In a statement about the track, Dacus explained: “VBS means vacation Bible school, and I went to tons of them. It’s where Christian parents send their kids over the winter, spring, or summer breaks from school to get closer to God, maybe learn some outdoor skills, and bring home useless crafts and totems like fruit of the spirit sand art and purity rings
“I wrote the song in the van on the way to Nashville to record Home Video after seeing one of those readerboards outside a church advertising a wholesome church camp for kids. I thought about my first boyfriend, who I met at VBS, the resident bad boy who loved Slayer and weed more than Jesus. I took it upon myself to save him, and make him stop doing drugs (with an exception for snorting nutmeg). God, I was so lame.”

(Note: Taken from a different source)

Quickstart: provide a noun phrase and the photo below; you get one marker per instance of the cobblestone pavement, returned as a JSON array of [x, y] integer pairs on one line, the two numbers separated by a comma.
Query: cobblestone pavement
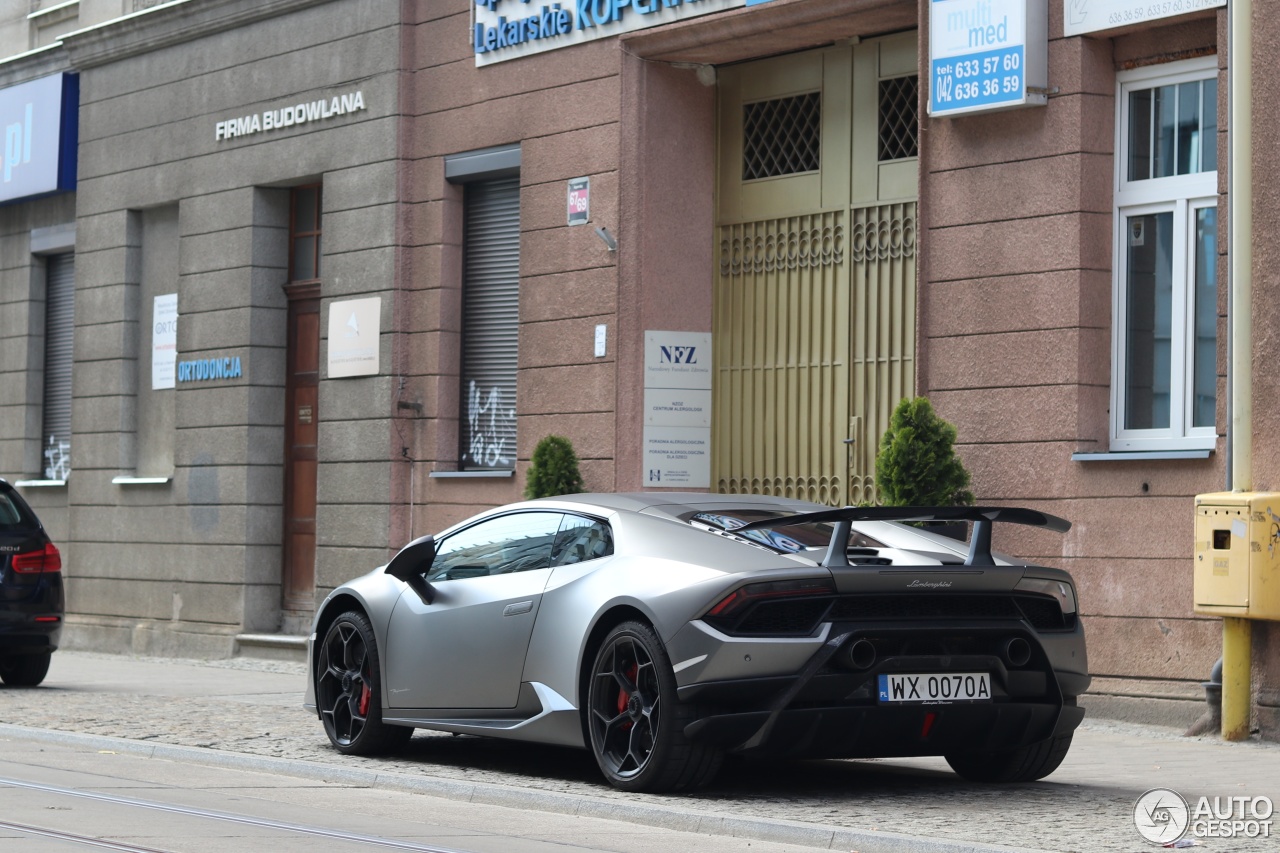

Home Video follows Dacus’ 2018 record Historian, and was recorded at Trace Horse Studio in Nashville. Jacob Blizard, Collin Pastore and Jake Finch appear on the record and it was mixed by Shawn Everett.
VBS is the third release from Home Video, following Hot & Heavy and Thumbs’ arrival earlier this year. The song arrives with a colourful, 2D-animated video, which you can see below. It was directed by Marin Leong, who said of its conception: “A lot of the album examines navigation of self and how it evolves, and Lucy and I have often talked about bodies, the part they play in our ideation of self, and both connection and disconnection to them. We arrived at this world where her physical self is being distorted by the landscape that she’s present in, both in a beautiful and slightly uncanny way.
“One of the reasons I find animation and music compelling is the freedom in world building, the ability to translate story and tone, and synthesize it into a visual landscape using imagery that isn’t necessarily rooted in reality. And although I was treating this video like a diptych or braided essay with the song, rather than an overt visual depiction, I was able to make some subtle but direct references to the lyrics as well, so I’m excited for people to find those.”